Ja, die Aktionäre in Deutschland gelten weltweit unter den Finanzhaien jeglicher Couleur als dumm. Weil man ihnen das Geld abnehmen kann und sie auch noch dankbar dafür sind, dass man ihnen eine fantastische Chance gegeben hat, viel Geld zu machen – mit Schrottpapieren von potemkinschen Firmen, die fernab in China unkontrollierbare Geschäfte machen, wenn sie überhaupt Geschäfte machen und nicht nur so tun als ob.
Am 31. Juli 2014 schliesst die Joyou AG eine Kreditvereinbarung (Laufzeit 5 Jahre) über 300 Millionen US-Dollar mit einem japanischen Banken-Konsortium ab, die für Investitionen und eine günstige Refinanzierung alter Schulden vorgesehen sind.
Am 27. April 2015 veranlasst der Vorstand eine Sonderuntersuchung aufgrund „jüngster Informationen zu Geschäftsvorfällen bei Tochtergesellschaften“. Der Aufsichtsrat stellt die Mitglieder des Vorstandes, Jianshe Cai und Jilin Cai, kalt und ernennt Interims-Vorstände.
Im Laufe weniger Tage verliert die Aktie fast dreiviertel ihres Wertes.
Am 3. Mai 2015 meldet die Joyou AG, die laufende Sonderuntersuchung habe ergeben, „dass von wesentlichen Abweichungen bei der Höhe des erzielten Umsatzes, der Höhe der Verbindlichkeiten und der Höhe der verfügbaren Barmittel im Vergleich zu den von der Gesellschaft in den Finanzberichten für das Jahr 2014 gemeldeten Positionen auszugehen ist. Diese Abweichungen führen voraussichtlich dazu, dass in den Finanzberichten der Gesellschaft für das Jahr 2014 die Vermögens-, Finanz- und Ertragslage der Gesellschaft zu positiv dargestellt wurde. Das genaue Ausmaß der Abweichungen wird derzeit im Rahmen der wirtschaftlichen und rechtlichen Sonderuntersuchung ermittelt.“
Am 20. Mai 2015 meldet der Vorstand, dass „nach dem gegenwärtigen Stand der laufenden Sonderuntersuchung bei Tochtergesellschaften der Gesellschaft bei pflichtgemäßem Ermessen anzunehmen“ sei und dass „ein Verlust von mehr als der Hälfte des Grundkapitals der Gesellschaft eingetreten ist.“ Dieser Verlust „ist im Wesentlichen auf die voraussichtlich vorzunehmende, außerplanmäßige Abschreibung auf die Beteiligung der Gesellschaft an der Hong Kong Zhongyu Sanitary Technology Ltd. zurückzuführen.“
Wem diese Hong Kong Zhongyu Sanitary Technology Ltd. wohl gehört?
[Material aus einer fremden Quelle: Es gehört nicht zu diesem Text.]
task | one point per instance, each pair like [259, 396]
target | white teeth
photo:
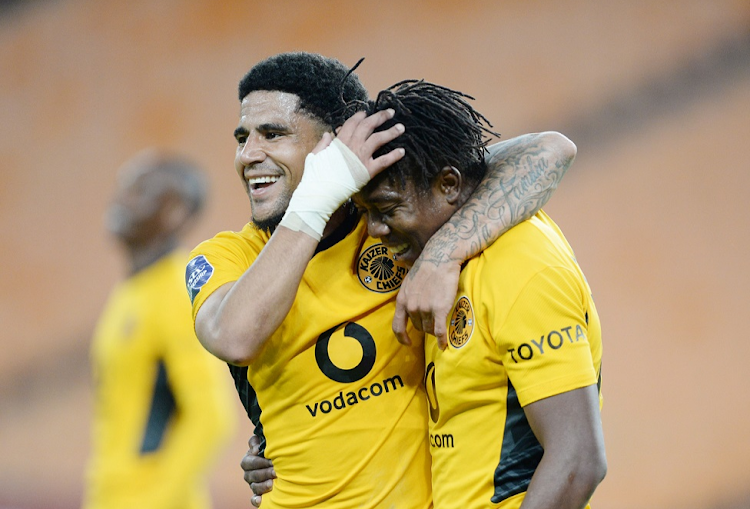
[262, 180]
[401, 249]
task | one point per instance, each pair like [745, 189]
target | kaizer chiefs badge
[378, 271]
[462, 323]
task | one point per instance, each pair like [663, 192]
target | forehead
[264, 107]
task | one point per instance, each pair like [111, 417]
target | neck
[144, 256]
[337, 218]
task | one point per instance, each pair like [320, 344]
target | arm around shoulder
[569, 428]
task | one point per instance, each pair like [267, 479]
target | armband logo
[197, 274]
[462, 323]
[378, 271]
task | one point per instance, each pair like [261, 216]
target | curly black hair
[323, 84]
[442, 129]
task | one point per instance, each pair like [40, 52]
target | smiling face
[273, 137]
[404, 218]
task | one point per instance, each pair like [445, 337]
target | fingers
[323, 143]
[358, 133]
[359, 126]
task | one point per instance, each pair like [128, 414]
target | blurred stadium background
[655, 93]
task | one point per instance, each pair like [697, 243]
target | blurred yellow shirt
[164, 406]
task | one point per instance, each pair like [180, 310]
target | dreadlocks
[442, 129]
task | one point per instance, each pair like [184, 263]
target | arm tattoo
[522, 174]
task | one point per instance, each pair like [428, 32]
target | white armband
[331, 177]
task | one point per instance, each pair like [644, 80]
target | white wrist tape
[331, 177]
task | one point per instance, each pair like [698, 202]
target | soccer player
[163, 408]
[514, 395]
[305, 299]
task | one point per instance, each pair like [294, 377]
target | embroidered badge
[462, 323]
[378, 271]
[197, 274]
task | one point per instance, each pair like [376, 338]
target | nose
[250, 153]
[376, 227]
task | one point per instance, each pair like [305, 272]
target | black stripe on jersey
[521, 452]
[249, 400]
[340, 233]
[162, 410]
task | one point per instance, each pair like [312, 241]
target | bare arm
[238, 318]
[522, 174]
[569, 428]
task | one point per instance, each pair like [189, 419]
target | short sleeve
[215, 262]
[543, 339]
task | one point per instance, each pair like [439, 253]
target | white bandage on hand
[331, 177]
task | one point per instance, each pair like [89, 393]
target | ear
[174, 213]
[449, 183]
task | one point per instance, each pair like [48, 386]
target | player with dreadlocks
[515, 395]
[514, 400]
[303, 298]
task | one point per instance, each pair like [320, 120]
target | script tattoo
[522, 174]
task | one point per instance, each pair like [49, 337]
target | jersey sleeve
[215, 262]
[544, 337]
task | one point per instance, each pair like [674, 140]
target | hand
[426, 297]
[358, 133]
[259, 472]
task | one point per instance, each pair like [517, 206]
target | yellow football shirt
[163, 406]
[524, 327]
[341, 402]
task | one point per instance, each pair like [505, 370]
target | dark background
[656, 94]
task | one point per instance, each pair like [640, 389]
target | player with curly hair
[301, 300]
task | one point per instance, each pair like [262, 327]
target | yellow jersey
[163, 406]
[524, 327]
[340, 401]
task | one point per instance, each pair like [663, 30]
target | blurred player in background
[164, 407]
[514, 393]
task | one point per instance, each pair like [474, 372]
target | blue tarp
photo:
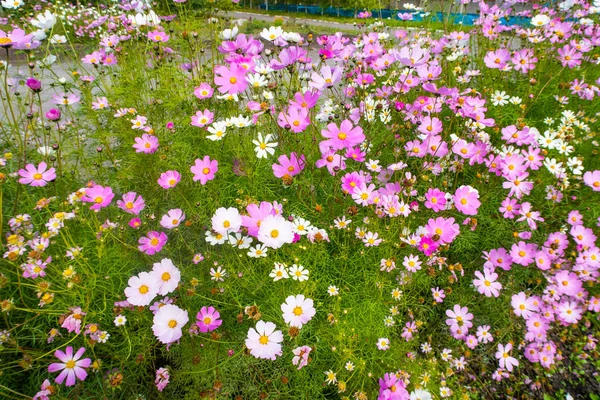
[456, 18]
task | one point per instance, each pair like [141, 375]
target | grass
[94, 145]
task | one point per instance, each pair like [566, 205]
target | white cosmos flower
[275, 231]
[264, 341]
[264, 146]
[297, 310]
[44, 21]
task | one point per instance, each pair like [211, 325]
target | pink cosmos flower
[568, 283]
[73, 321]
[523, 253]
[158, 36]
[327, 78]
[153, 243]
[590, 178]
[409, 330]
[131, 203]
[208, 319]
[333, 161]
[301, 356]
[435, 199]
[72, 366]
[99, 195]
[202, 118]
[295, 120]
[466, 200]
[16, 38]
[392, 388]
[204, 91]
[231, 80]
[45, 391]
[289, 166]
[427, 245]
[172, 219]
[524, 60]
[459, 317]
[162, 378]
[486, 283]
[497, 59]
[583, 236]
[345, 136]
[442, 230]
[135, 223]
[509, 208]
[39, 176]
[65, 99]
[146, 144]
[204, 170]
[504, 359]
[169, 179]
[569, 56]
[430, 126]
[438, 294]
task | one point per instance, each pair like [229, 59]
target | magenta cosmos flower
[345, 136]
[72, 367]
[466, 200]
[204, 170]
[99, 195]
[435, 199]
[146, 144]
[169, 179]
[208, 319]
[231, 80]
[204, 91]
[289, 166]
[202, 118]
[153, 243]
[158, 36]
[16, 37]
[590, 178]
[131, 203]
[392, 388]
[39, 176]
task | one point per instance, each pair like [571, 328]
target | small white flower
[298, 273]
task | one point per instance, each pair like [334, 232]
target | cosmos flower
[208, 319]
[72, 366]
[264, 341]
[297, 310]
[167, 323]
[37, 176]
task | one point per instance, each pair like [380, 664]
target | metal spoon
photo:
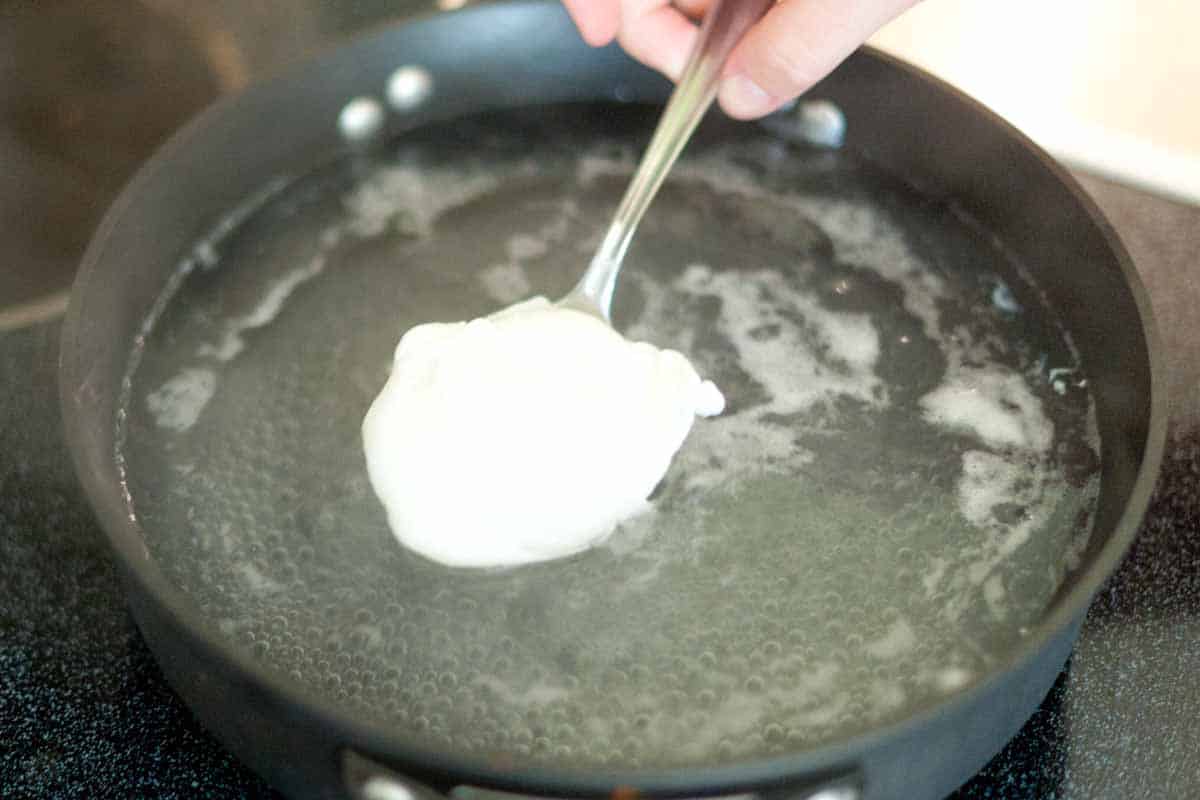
[724, 25]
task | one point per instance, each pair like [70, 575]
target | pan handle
[367, 780]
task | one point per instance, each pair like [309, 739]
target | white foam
[833, 356]
[179, 402]
[268, 308]
[993, 404]
[412, 198]
[895, 642]
[505, 283]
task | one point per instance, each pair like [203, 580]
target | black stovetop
[85, 713]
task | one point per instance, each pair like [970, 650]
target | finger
[693, 8]
[597, 19]
[796, 44]
[657, 35]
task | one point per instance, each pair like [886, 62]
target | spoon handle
[724, 25]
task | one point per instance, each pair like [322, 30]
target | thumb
[795, 46]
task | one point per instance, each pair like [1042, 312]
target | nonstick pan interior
[316, 247]
[905, 474]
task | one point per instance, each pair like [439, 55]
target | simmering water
[904, 476]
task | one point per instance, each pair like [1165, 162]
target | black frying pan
[511, 55]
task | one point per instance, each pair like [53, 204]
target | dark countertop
[85, 713]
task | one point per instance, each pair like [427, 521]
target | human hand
[796, 44]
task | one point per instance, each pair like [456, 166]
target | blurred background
[1108, 85]
[89, 88]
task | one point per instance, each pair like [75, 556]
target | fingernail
[743, 98]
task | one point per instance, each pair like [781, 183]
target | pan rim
[125, 537]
An der Börse HongKong gibt es darüber keine Auskunft, über CRI Search erfährt man nur, dass diese Firma eine „Unlimited Company company incorporated in Hong Kong“ ist. Weiter unten wird ausgeführt, was eine „Unlimited Company“ ist: Im Falle eines Konkurses haben die Gläubiger vollen Zugriff auf die Vermögenswerte der Firma, jedoch keinen Zugriff auf die privaten Vermögen des Managements oder der Anteilseigner.
Daraus ergibt sich ein wohlschmeckendes Rezept: man nehme Gelder aus der Firma und überführe sie in das Privatvermögen. Dann lasse man die Firma in Konkurs gehen und den Kurs abstürzen. Die Aktie verliert weiter an Wert, am Ende und fällt unter 1 Euro.
21. Mai 2015 – „Der Vorstand der Joyou AG (die „Gesellschaft“) hat heute beschlossen, beim zuständigen Amtsgericht Hamburg den Antrag auf Eröffnung des Insolvenzverfahrens aufgrund der bestehenden Überschuldung der Gesellschaft zu stellen.“ Der Aufsichtsrat „prüft darüber hinaus umfassende rechtliche Schritte gegen Jianshe Cai und Jilin Cai einzuleiten.“
Am 26. Mai 2015 kostet die Aktie noch EUR 0,341 (Schlusskurs Xetra). Fast die komplette Kapitalanlage der Joyou-Aktionäre ist vernichtet. Aber ich bin mir sicher: irgendjemand freut sich diebisch darüber.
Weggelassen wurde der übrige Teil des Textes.